Bubblecious Optimism

Yes, yes - I'm tired of Joe the Plumber too, but you have to admire how downright American he is - hard workin' brute with an aversion to taxation. While this aversion to taxation may not win McCain this election (sorry my hardworking friends who fight taxation on a daily basis), it may ripen the broader debate about taxation:
“The core difference between the American working class and its European
equivalent is that Europeans are inclined to vote based on their current
conditions, while Americans base their decisions more on their goals and
objectives for the future. Americans assume upward mobility, while Europeans do

And why do Americans assume upward mobility? Um, maybe because our GDP/capita looks like this:

[(source: Bubble Meter - a pretty good blog on the housing bubble with a specific focus on the D.C. area. And these boys have been tracking inflated home prices since 2005.)
(And here is The Economist's jusification for using GDP/capita as a better measure of wealth and success than straight up GDP.)]

Ok, this post is getting sloppy, but I'm tired and stats is taking up all my brain power lately.


Sherman said...

Three Questions:

1. Is it right to assume that this is adjusted for inflation?

2. Since there are no numbers on here, how long would it take me for my GDP per capita to rise $1,000?

3. What is the mean and median net worths of Americans over the same time period? Rise in GDP per capita doesn't necessarily mean individuals are seeing an increase in wealth as well across the board.

Sherman said...

Here's what I was worried about. Note that for every fmaily without a net worth higher than $100K the last twenty years saw no increase in income.

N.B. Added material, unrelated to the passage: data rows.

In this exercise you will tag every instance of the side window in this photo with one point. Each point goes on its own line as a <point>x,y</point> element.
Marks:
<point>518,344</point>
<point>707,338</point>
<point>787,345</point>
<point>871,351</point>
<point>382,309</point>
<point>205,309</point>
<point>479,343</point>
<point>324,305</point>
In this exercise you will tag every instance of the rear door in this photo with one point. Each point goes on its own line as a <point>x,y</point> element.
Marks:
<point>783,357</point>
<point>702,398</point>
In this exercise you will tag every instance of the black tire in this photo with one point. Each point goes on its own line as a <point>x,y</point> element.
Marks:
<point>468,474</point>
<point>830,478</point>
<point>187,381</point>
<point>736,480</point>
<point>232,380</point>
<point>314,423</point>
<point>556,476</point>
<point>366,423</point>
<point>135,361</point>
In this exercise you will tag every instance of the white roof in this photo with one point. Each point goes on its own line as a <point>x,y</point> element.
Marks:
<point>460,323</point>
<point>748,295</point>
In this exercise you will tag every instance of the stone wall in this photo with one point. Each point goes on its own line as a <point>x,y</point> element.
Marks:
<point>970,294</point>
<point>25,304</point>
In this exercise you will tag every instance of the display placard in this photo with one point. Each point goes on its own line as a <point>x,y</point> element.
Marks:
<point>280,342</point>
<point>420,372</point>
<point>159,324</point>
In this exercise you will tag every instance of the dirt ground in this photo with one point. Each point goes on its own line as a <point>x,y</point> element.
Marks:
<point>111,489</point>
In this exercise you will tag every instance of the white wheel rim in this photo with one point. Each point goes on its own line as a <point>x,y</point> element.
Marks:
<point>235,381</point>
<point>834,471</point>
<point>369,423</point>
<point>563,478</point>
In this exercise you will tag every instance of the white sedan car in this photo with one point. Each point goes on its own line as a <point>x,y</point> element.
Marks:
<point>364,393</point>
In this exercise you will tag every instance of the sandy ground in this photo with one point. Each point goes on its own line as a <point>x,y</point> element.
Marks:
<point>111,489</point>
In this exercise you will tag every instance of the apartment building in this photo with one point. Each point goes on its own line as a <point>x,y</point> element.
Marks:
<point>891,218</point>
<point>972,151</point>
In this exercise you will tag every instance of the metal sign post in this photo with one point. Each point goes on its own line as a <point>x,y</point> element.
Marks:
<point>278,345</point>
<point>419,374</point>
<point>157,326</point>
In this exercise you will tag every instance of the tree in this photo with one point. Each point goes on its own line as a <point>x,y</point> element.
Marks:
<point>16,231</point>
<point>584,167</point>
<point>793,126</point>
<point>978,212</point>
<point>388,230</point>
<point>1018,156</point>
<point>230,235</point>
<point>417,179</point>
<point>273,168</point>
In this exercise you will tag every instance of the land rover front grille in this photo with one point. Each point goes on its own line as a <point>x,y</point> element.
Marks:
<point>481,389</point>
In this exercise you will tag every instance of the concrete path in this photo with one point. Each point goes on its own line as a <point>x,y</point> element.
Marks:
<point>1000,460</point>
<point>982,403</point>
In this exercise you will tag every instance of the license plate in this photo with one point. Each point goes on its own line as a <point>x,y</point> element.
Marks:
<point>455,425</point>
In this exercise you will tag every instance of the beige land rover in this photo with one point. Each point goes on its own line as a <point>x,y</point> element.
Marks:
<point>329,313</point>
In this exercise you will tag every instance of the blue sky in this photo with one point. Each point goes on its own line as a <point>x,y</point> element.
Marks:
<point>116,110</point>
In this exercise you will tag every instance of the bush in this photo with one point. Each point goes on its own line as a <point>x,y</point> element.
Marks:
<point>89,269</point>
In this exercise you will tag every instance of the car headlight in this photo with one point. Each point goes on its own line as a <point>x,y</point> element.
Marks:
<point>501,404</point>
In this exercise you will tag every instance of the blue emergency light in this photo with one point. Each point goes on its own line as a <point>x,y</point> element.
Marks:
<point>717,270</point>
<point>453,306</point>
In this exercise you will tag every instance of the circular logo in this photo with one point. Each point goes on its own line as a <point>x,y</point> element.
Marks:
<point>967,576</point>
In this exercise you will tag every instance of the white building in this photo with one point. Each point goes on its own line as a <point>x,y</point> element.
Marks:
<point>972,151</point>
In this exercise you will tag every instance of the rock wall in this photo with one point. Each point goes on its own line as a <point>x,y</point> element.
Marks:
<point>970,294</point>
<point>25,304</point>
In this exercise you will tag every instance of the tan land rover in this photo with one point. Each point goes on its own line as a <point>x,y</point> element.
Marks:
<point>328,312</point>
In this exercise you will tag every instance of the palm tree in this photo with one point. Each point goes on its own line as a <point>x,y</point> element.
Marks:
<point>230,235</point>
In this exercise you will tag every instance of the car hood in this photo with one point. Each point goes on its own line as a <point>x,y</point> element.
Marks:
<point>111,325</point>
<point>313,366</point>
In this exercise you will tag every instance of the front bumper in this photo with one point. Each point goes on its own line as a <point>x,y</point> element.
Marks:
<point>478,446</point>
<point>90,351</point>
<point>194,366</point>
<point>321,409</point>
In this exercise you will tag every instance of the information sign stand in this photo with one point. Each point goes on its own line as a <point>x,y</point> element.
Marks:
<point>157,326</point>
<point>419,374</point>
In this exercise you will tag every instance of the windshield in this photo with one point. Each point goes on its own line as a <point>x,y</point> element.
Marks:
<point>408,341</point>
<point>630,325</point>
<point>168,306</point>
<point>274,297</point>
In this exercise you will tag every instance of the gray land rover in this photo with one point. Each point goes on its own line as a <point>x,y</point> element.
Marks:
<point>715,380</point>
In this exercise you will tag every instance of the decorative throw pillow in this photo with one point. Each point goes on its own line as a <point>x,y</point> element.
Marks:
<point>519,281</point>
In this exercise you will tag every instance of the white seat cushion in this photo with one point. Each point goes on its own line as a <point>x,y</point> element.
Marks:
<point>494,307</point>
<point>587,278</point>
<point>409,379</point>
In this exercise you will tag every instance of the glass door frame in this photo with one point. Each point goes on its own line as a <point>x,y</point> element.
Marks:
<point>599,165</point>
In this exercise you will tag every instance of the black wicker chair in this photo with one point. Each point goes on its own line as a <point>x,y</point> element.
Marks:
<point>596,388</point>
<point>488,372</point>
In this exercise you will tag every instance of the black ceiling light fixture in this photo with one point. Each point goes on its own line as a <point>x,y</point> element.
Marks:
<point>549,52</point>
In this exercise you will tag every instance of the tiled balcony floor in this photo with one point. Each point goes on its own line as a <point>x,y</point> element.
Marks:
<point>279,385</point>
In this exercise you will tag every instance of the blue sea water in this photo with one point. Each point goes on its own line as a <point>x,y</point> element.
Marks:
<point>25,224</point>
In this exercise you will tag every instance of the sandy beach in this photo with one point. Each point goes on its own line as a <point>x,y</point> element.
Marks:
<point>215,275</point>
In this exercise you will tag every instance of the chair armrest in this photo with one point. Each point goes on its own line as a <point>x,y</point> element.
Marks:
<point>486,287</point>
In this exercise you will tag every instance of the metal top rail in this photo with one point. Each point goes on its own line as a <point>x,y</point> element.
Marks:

And here is the income distribution breakdown:

Whitney Lynne said...

I would argue that the chart that only shows 20 years of history is too short-sided, but even that chart shows SOME increase (not none). There's a positive slope to all of those lines. The second chart also demonstrates this. Our beef is whether every member of society should experience the same income growth and I fundamentally disagree.